Beispiel Potsdam. Hier hat man sich nach dem ersten Vorfall überlegt, wie künftig wichtige Vorgänge auch bei einem Hackerangriff technisch weiterlaufen könnten. Der Verwaltungsstab sei daher in der Lage gewesen, kritische Vorgänge und Fachverfahren, wie den Zahlungsverkehr, beinahe unterbrechungsfrei durch eine BypassLösung zu gewährleisten. Zudem könne man bei den Untersuchungen und Prüfungen des Systems auf die damaligen Dokumentationen zurückgreifen. Bereits Ende Januar ging die Verwaltung erstmals wieder ans Netz. Allerdings nur kurz, denn ein erneuter Virencheck schlug wieder Alarm. Die Bedrohung war noch nicht vorbei.
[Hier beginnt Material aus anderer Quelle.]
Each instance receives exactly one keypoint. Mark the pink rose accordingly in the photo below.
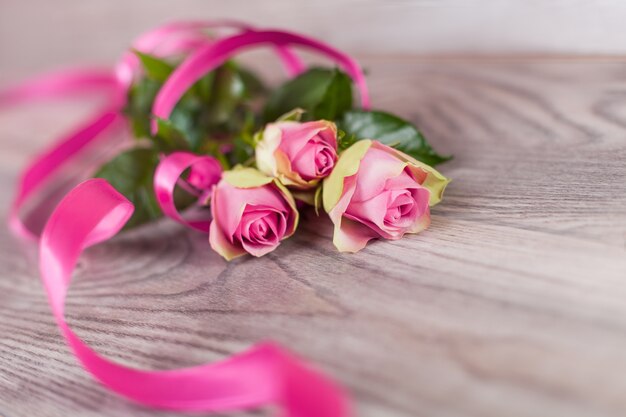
(252, 213)
(298, 154)
(377, 191)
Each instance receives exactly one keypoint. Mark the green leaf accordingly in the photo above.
(169, 138)
(131, 174)
(140, 98)
(322, 93)
(228, 92)
(392, 131)
(155, 68)
(254, 85)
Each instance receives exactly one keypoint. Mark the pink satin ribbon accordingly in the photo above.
(266, 374)
(205, 172)
(210, 57)
(93, 212)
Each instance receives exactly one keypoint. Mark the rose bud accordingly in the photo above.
(298, 154)
(379, 192)
(252, 213)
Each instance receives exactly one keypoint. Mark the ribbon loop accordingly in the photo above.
(266, 374)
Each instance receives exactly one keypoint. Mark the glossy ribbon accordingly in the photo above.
(210, 57)
(93, 212)
(266, 374)
(171, 39)
(205, 172)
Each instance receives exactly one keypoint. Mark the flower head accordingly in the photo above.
(252, 213)
(379, 192)
(298, 154)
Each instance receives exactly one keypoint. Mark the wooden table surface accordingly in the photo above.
(513, 303)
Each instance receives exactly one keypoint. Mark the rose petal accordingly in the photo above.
(221, 245)
(376, 167)
(230, 207)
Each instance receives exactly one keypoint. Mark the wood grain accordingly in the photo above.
(511, 304)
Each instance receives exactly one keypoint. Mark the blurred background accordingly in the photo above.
(38, 34)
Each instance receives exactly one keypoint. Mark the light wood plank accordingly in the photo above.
(511, 304)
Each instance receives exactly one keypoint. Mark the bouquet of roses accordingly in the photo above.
(256, 156)
(216, 149)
IT-Spezialisten unterstützen

Man sollte sich nicht der Illusion hingeben, dass im Notfall problemlos die Kavallerie einreitet, um die IT einer Kommune wieder ans Laufen zu bringen: Zwar beraten und unterstützen die Spezialisten von Landes- und Bundesbehörden nach Kräften, aber praktische technische Hilfe direkt vor Ort leisten sie selten. Beispiel Rhein-Pfalz-Kreis: „Die Kommunen in Rheinland-Pfalz betreiben im Rahmen der kommunalen Selbstverwaltung eigene IT-Infrastrukturen. Sie sind daher auch für die Themen Informations- beziehungsweise IT-Sicherheit eigenverantwortlich“, so der Landesbetrieb Daten und Information. 

Mobile Reaktionsteams im Aufbau

Mobile Reaktionsteams, die zur Hilfe ausrücken, sind beispielsweise in Rheinland-Pfalz zwar im Aufbau. Die Kommunen brauchen also in erster Linie die Hilfe von kundigen IT-Dienstleistern, um die technischen Probleme schnell und professionell zu lösen. Das BSI stellt  eine Liste mit Dienstleistern zur Verfügung, kann selber laut gesetzlicher Aufgabenbeschreibung aber nur in „herausgehobenen Fällen“ auf kommunaler Ebene praktisch bei Cyberangriffen helfen. Ein solcher Sonderfall war der Ransomware-Angriff im Landkreis Anhalt-Bitterfeld, nach dem der Landrat den ersten deutschen Cyber-Katastrophenfall ausgerufen hatte. Da eilten nicht nur Fachleute des BSI sondern sogar der Bundeswehr herbei.



Eine gute Idee für die Vorbereitung auf eine Krise ist es deshalb auch, Netzwerken beitreten.